The friction occurred most frequently on domestic issues involving federal workers, mass transit, and the ailing textile and shoe industries, both major industries in Virginia. On most foreign affairs and defense issues, area legislators consistently backed the Reagan administration.
Congressmen predict the disputes will become more heated this year, when the Reagan administration is expected to push for severe cuts in domestic spending that could result in layoffs of many federal workers in Washington.
The most dramatic clash occurred last month, when suburban Washington GOP Reps. Frank R. Wolf and Stan Parris opposed a massive tax overhaul bill, championed by Reagan, because the measure included a provision that would change pension tax rules for federal employes.
(Although the tax bill would not increase the total taxes paid in retirement, it would change the payment schedule. Currently federal retirees have a tax-free period, ranging from about 18 months to 3 years, before they have to start paying taxes on pensions. Under the bill, that tax-free period would be eliminated, creating financial planning problems, according to Wolf and Parris. The bill, which passed the House, has not been considered by the Senate.)
Wolf and Parris also voted last month against theGramm-Rudman-Hollings measure, which mandates automatic budget cuts if Congress fails to reduce the deficit to a certain level each year.
Virginia Republican Sens. Paul S. Trible and John W. Warner voted for the automatic deficit reduction measure, saying that the deficit was the nation's number one problem. Both said that Congress must do something dramatic to get federal spending under control.
But Parris and Wolf said Congress was abdicating its responsibility to set spending priorities. They also feared that the measure might be devastating to federal employes, who could face massive layoffs and have numerous benefits frozen.
Both Trible and Warner supported legislation limiting textile and shoe imports, despite strong opposition from President Reagan, who vetoed the bill.
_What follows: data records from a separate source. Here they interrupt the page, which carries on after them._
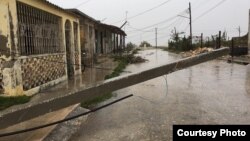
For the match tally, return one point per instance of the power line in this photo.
(64, 120)
(209, 10)
(146, 11)
(85, 2)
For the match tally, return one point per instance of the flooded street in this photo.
(210, 93)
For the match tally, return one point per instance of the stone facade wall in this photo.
(77, 61)
(40, 70)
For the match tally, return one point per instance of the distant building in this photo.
(39, 46)
(98, 38)
(42, 44)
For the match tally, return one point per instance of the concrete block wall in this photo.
(37, 71)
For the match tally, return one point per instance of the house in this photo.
(98, 38)
(39, 46)
(109, 39)
(87, 36)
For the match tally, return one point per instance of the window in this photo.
(39, 31)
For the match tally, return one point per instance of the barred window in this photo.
(76, 36)
(39, 31)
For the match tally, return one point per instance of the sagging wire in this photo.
(64, 120)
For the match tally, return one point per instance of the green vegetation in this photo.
(172, 50)
(6, 102)
(92, 103)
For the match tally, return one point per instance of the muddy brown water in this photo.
(214, 92)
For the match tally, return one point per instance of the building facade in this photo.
(97, 38)
(39, 46)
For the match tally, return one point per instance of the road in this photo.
(210, 93)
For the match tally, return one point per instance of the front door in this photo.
(70, 64)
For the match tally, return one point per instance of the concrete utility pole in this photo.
(201, 40)
(156, 33)
(190, 18)
(219, 46)
(239, 30)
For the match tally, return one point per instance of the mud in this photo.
(210, 93)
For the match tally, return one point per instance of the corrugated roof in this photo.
(76, 11)
(58, 7)
(98, 23)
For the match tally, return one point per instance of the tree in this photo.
(145, 43)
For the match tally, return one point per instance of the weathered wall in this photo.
(42, 69)
(9, 70)
(18, 73)
(87, 40)
(65, 16)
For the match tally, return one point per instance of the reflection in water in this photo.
(166, 80)
(248, 80)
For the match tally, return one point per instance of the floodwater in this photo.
(214, 92)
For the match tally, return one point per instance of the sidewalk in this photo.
(90, 77)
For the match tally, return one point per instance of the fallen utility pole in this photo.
(75, 95)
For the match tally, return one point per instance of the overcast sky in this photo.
(227, 16)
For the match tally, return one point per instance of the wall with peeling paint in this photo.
(14, 68)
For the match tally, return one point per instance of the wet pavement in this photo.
(210, 93)
(91, 76)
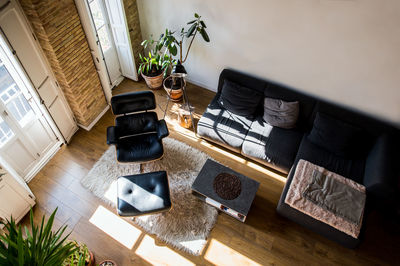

Parris also voted for the trade bill limiting textile and shoe imports, while Wolf voted against the import limits.
Textile and shoe companies in Virginia, like those throughout the nation, complained bitterly last year that they were unable to compete against cheap imports. Some shoe and textile companies in southern and western Virginia had laid off workers, cut pay, or closed down factories because of imports.
Congress finally passed a massive farm bill last month, which Reagan reluctantly signed. Warner voted against the conference report on the farm bill, while Parris and Wolf voted for it. Trible did not vote on the farm bill conference report, although in November he voted for the Senate version of the farm bill.
Warner said he opposed the measure because most Virginia farmers want the federal government to eliminate price support programs and move toward a market-oriented farm system. He said that farmers would benefit most from low interest rates, and that costly federal programs like the farm bill will only increase the deficit.
Warner, Trible, Parris and Wolf voted to continue the "superfund" hazardous waste cleanup program. Parris and Wolf opposed a new broad-based tax on manufacturers to fund the program, and voted with those who wanted to keep the burden on oil and chemical companies.
The Democratic-controlled House approved an amendment to continue focusing the tax burden on the petrochemical industry, while the Republican-controlled Senate voted instead for a general business tax. The House and Senate were not able to work out differences before adjournment.
Earlier in the year, Parris and Wolf both opposed GOP budget plans. Wolf said he was opposed to the proposed freeze in Social Security and government pensions, and efforts to freeze promotions for federal workers. Parris objected to proposed cuts in Amtrak and mass transit. Both Trible and Warner advocated an across-the-board freeze.